I'm French and moved from Paris to Barcelona 3 years ago.

If you haven't decided yet, here are my 2 cents:

Paris:
* very expensive, if you don't plan on working that much, you'll end up stuck pretty much all the time because of the cost of living.
* rents are very high for small flats
* it does rain a lot, so skating from October to April can be a real struggle
* healthcare system is good, especially if you have Euro citizenship
* skate, music and art scenes are the best I've experienced in my life
* social life is great, easy to meet people and make friends through skating. Head to smaller spots like Jemmapes, Rue Léon Cladel or Palais de Tokyo if you want to meet people
* with the current situation, it will be hard to find a job and get started
* the city is full of stress, negativity and people thinking they're unique and better than everyone else
* there's literally nothing to do outside of the city, except maybe biking around.
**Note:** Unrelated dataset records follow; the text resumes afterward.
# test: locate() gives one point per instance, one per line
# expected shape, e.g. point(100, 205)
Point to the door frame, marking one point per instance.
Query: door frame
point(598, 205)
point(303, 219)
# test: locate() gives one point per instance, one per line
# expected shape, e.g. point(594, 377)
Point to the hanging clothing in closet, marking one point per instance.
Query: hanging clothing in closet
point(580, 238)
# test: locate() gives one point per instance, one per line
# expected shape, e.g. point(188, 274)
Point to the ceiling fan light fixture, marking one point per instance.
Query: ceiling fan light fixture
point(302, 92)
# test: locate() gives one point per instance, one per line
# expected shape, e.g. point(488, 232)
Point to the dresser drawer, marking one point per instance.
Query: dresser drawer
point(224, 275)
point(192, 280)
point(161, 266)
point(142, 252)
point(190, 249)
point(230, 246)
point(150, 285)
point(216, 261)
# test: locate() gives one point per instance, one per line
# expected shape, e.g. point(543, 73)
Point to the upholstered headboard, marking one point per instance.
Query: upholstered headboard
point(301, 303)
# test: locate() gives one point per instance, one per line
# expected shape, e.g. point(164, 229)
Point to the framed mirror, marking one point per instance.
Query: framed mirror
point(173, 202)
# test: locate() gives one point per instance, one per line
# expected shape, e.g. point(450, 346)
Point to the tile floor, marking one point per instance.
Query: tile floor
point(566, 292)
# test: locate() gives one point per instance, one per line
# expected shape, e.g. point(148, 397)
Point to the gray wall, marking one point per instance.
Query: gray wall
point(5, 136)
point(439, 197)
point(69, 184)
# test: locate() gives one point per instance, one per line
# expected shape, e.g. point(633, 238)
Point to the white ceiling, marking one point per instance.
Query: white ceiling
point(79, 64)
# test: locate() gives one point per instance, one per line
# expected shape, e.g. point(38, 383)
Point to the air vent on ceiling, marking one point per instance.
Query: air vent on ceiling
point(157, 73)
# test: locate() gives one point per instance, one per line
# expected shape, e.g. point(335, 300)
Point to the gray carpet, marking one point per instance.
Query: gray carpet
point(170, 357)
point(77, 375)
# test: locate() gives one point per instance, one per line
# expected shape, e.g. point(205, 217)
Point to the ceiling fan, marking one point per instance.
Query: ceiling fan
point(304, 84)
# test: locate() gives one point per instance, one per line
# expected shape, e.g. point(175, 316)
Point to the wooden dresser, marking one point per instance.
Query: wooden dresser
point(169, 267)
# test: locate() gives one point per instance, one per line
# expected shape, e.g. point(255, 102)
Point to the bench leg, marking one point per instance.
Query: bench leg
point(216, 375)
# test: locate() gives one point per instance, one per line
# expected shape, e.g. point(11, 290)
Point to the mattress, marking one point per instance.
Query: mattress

If you want to stay close to the country side, definitely not a good option.

Barcelona:
* cost of life is way better, rents are cheaper and getting down now that the tourists have fled the city.
* skate scene is a little bit harder to get into if you don't want to spend time in Parallel or Macba. FTC is a good place to start if you want to meet people, and lots of cool DIYs around and in the city
* the arts & music scene is pretty poor in my own experience. Hope you like house/electro because that's pretty much a lot of what you'll find
* weather is amazing, Catalan people can be pretty tough at first but they'll chill once they understand you're not here to get wasted and piss all over the city.
* healthcare system is really good, people speak english and are genuinely nice and caring for each others
* you can get to the mountains in 45 min, or 1h30 in the winter for skiing/snowboarding, then back to the beach in the evening for a couple drinks

I saw someone recommending northern Spain (Basque Country). I grew up in the region, Bilbao is really sick, surf scene is pretty strong too and you can get to the mountains in the winter. Food is amazing. It does rain a lot though, so you'll probably get some good weather from May to September, but the rest of the year you'll mostly be indoors.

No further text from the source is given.